Ketone bodies are consisted of acetone, beta-hydroxybutyrate and acetoacetate. In liver cells' mitochondria, acetyl-CoA can synthesize acetoacetate and beta-hydroxybutyrate; and spontaneous decarboxylation of acetoacetate will form acetone. Metabolism of ketone body (also known as ketogenesis) contains several reactions. Acetoacetic acid (acetoacetate) will be catalyzed to form acetoacetyl-CoA irreversibly by 3-oxoacid CoA-transferase 1 that also coupled with interconversion of succinyl-CoA and succinic acid.
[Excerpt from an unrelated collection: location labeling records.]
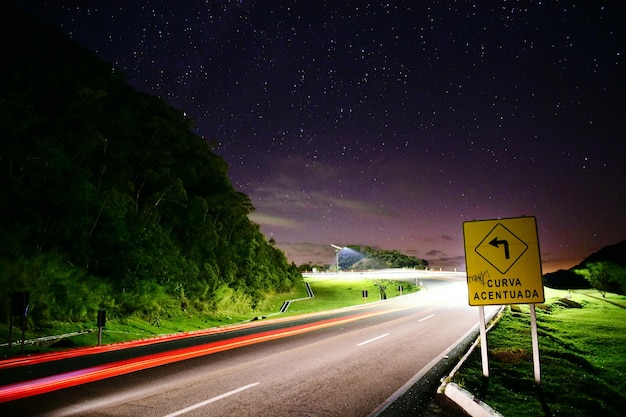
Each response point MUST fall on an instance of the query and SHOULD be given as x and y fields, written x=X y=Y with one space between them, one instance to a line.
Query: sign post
x=504 y=267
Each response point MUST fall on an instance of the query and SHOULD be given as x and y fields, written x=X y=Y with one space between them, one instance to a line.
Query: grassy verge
x=582 y=340
x=330 y=293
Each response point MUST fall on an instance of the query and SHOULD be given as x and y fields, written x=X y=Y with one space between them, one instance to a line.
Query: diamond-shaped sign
x=501 y=248
x=503 y=261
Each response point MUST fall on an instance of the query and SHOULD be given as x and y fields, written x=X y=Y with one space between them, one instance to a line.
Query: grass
x=330 y=293
x=582 y=339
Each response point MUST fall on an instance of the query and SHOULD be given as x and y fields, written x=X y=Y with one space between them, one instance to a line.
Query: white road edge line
x=427 y=317
x=211 y=400
x=371 y=340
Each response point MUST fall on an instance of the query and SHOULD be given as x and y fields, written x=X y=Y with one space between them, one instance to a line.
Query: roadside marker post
x=503 y=267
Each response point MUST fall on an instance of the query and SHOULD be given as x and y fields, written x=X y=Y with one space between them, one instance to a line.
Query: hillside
x=108 y=199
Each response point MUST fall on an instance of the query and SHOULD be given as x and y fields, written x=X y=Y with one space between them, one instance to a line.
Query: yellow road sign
x=503 y=262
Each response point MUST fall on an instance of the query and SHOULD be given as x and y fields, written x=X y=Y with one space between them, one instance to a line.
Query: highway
x=341 y=363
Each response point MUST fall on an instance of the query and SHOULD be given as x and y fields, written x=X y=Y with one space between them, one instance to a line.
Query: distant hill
x=568 y=279
x=109 y=200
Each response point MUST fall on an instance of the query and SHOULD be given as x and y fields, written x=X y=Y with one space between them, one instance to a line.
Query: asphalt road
x=347 y=363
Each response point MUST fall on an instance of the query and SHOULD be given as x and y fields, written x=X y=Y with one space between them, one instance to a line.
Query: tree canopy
x=109 y=190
Acetoacetic acid can also be catalyzed by mitochondrial D-beta-hydroxybutyrate dehydrogenase to form (R)-3-Hydroxybutyric acid with NADH. Ketogenesis occurs mostly during fasting and starvation. Stored fatty acids will be broken down and mobilized to produce large amount of acetyl-CoA for ketogenesis in liver, which can reduce the demand of glucose for other tissues. Acetone cannot be converted back to acetyl-CoA; therefore, they are either breathed out through the lungs or excreted in urine.